Directors responsibilities:
- The members have not required the company to obtain an audit of its financial statements for the year in question in accordance with section 476;
- The directors acknowledge their responsibilities for complying with the requirements of the Act with respect to accounting records and the preparation of financial statements.
These financial statements have been prepared and delivered in accordance with the provisions applicable to companies subject to the small companies' regime and in accordance with Section 1A of FRS 102 'The Financial Reporting Standard applicable in the UK and Republic of Ireland'.
In accordance with section 444 of the Companies Act 2006, the statement of comprehensive income has not been delivered.
These financial statements were approved by the board of directors and authorised for issue on 26 July 2024 , and are signed on behalf of the board by:
Mr Robert Christopher Lyon Mr Thomas Oliver Lyon
Director Director
Company registration number: 13419599
C J Lyon & Sons Limited
Notes to the financial statements
Year ended 31 October 2023
1. General information
The company is a private company limited by shares, registered in England. The address of the registered office is C J Lyon & Sons Limited, Bentley Lodge, Bentley Lane, Bispham, Lancashire, L40 3SN.
2. Statement of compliance
These financial statements have been prepared in compliance with the provisions of FRS 102, Section 1A, 'The Financial Reporting Standard applicable in the UK and Republic of Ireland'.
3. Accounting policies
Basis of preparation
The financial statements have been prepared on the historical cost basis, as modified by the revaluation of certain financial assets and liabilities and investment properties measured at fair value through profit or loss.
The financial statements are prepared in sterling, which is the functional currency of the entity.
Turnover
Turnover is measured at the fair value of the consideration received or receivable for goods supplied and services rendered, net of discounts and Value Added Tax.

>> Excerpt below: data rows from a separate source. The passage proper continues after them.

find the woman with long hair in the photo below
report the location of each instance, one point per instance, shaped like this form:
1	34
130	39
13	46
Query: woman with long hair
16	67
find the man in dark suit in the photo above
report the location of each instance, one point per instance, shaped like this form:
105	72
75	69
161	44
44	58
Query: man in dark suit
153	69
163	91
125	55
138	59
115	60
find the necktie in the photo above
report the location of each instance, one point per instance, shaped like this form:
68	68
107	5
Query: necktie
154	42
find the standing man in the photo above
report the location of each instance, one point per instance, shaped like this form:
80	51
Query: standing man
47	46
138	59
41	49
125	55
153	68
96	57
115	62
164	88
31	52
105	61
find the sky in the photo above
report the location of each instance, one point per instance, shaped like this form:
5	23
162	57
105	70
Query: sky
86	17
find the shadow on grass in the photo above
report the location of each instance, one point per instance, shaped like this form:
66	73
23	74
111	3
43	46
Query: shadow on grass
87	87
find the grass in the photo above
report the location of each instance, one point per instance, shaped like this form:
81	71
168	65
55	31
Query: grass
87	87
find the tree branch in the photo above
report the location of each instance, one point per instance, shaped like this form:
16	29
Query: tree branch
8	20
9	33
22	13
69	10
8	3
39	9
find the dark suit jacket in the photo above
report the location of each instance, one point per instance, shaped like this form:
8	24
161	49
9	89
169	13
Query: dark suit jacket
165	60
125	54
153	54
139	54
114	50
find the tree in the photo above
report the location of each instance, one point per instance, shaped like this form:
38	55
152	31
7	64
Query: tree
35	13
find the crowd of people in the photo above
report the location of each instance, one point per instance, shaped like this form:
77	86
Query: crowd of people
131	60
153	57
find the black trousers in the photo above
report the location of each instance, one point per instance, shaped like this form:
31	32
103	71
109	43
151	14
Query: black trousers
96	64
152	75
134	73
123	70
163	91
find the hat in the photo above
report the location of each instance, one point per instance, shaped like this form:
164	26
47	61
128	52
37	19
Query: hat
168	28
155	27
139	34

Revenue from the sale of goods is recognised when the significant risks and rewards of ownership have transferred to the buyer (usually on despatch of the goods); the amount of revenue can be measured reliably; it is probable that the associated economic benefits will flow to the entity; and the costs incurred or to be incurred in respect of the transactions can be measured reliably.
Taxation
The taxation expense represents the aggregate amount of current and deferred tax recognised in the reporting period. Tax is recognised in the statement of comprehensive income, except to the extent that it relates to items recognised in other comprehensive income or directly in capital and reserves. In this case, tax is recognised in other comprehensive income or directly in capital and reserves, respectively. Current tax is recognised on taxable profit for the current and past periods. Current tax is measured at the amounts of tax expected to pay or recover using the tax rates and laws that have been enacted or substantively enacted at the reporting date.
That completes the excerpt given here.